The prime source of lead exposure in the state is lead paint particles in homes and other buildings, giving Trenton kids a "double dose," said Turner.

Turner sponsored a state bill that was approved under the Corzine administration requiring lead testing in some rental homes, and though the legislation was passed it has never been enforced due to a lack of path to enforcement.

The state's Lead Hazard Control Assistance Fund (LHCAF) was set up to help in the removal of lead-based paint from older homes by offering deferred-payment loans or grants collected through a tax on paint, but the fund has been pilfered regularly to balance the state budget.

In April, Gov. Christie added $10 million to lead abatement activities after vetoing bills three years in row that would have done the same thing.

Trenton Councilman Duncan Harrison announced that the City Council was looking at efforts to enact an ordinance that would accomplish what Turner's bill had set out to do, but on a municipal rather than state level.

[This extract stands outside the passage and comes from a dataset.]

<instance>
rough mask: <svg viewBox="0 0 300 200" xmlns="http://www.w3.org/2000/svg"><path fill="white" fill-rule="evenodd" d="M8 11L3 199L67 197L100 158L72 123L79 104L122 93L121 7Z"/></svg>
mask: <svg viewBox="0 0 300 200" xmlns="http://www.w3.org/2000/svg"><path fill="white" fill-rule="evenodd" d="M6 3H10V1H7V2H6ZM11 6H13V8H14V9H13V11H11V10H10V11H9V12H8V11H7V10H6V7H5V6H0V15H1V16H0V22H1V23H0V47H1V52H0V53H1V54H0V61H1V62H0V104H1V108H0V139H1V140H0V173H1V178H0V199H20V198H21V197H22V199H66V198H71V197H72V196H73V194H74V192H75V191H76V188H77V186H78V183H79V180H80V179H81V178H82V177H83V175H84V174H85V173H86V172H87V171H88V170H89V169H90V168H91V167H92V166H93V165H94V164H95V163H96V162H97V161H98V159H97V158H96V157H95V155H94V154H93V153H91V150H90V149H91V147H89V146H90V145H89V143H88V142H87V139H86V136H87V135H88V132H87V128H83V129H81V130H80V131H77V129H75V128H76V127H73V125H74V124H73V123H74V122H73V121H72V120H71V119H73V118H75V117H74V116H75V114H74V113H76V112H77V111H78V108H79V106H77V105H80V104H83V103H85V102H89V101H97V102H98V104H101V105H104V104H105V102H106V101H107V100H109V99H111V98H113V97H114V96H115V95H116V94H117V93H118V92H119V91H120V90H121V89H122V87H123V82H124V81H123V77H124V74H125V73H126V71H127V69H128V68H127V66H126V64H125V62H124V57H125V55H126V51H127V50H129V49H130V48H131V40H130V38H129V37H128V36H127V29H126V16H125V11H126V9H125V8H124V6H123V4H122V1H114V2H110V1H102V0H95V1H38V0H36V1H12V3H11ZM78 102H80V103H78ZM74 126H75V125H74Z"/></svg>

When asked if a bill to prevent the scraping of fund from the LHCAF would be introduced, Turner said, "We can do that once we have a new governor," referring to Gov. Christie's penchant for vetoing lead initiatives.

Muoio's bill is currently before the Assembly Appropriations Committee, where she says they will try to figure out the cost of refitting schools with lead free pipes and equipment. Turner's bill is before the Senate Education Committee.

Whatever the cost, those in attendance agreed, the investment in the health of our children is an investment in our future and that the cost of doing nothing is much higher.